I disagree MortenMacFly. I use Xcode on a daily basis and if you change any options that would in effect change the compiler command line generated your entire project is rebuilt. That is how it should be because if you don't you will get all sorts of strange errors and it will probably take you a little while to track them down. So this is all ready done in an a widely used industry IDE so its not out of the question.
You argument about it being the developer responsibility is weak. The IDE exist to remove developer responsibility and make it easier to develop. After all, why use an IDE or dependency system at all. The developer
knows when changes to a file and therefore he just build the ones that depend on it, shouldn't he? Yet CB does because it is error prone and easy to get wrong if you do it by hand.
Your are correct that an ideal implementation would be difficult, so don't use the ideal one.
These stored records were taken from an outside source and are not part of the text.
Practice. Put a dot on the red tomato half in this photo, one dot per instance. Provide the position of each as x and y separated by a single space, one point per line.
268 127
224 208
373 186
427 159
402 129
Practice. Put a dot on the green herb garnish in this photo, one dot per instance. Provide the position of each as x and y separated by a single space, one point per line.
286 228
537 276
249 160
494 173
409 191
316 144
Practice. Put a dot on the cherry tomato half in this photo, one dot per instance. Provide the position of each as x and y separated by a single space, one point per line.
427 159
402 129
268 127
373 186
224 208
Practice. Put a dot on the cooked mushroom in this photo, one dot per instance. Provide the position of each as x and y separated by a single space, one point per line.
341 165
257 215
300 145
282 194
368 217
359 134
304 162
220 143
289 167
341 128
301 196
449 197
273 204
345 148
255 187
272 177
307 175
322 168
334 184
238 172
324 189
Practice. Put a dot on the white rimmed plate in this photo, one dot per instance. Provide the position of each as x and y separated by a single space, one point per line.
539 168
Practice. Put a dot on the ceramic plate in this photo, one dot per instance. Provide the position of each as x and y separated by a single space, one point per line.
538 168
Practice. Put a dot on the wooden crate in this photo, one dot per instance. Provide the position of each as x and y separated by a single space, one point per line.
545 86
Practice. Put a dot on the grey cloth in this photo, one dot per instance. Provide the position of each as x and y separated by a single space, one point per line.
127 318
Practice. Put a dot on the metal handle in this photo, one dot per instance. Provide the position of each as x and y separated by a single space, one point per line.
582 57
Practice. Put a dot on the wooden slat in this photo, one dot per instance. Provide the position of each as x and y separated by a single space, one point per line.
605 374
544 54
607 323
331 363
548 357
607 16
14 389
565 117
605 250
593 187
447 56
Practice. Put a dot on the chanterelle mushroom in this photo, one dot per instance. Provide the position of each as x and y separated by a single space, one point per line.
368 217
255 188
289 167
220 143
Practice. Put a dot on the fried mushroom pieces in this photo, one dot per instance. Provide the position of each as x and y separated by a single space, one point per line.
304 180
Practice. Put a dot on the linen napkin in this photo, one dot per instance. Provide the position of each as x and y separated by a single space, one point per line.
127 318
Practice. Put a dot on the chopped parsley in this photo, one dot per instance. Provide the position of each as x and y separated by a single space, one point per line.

You use a more broad approach. I think a good way to implement this feature would be through another "Annoying Dialog" which would say:
"You have changed the build options of you project. If you compile some files with these options and try to link object files compiled with the previous there is a likelihood of strange linker and program errors. Would you like to do a full rebuild now?".
This would be triggered every time you change a build option to your project. For even better control it should rebuild the entire project if you change a project or compiler option, but only a target if you change a targets options. That would be pretty easy to do.
BTW: Aren't we trying to be better than make?
EDIT: lw2nhl- you can generate dependicies in make to make sure it rebuilds when you change header files. Its not easy but it can be done and can be automated.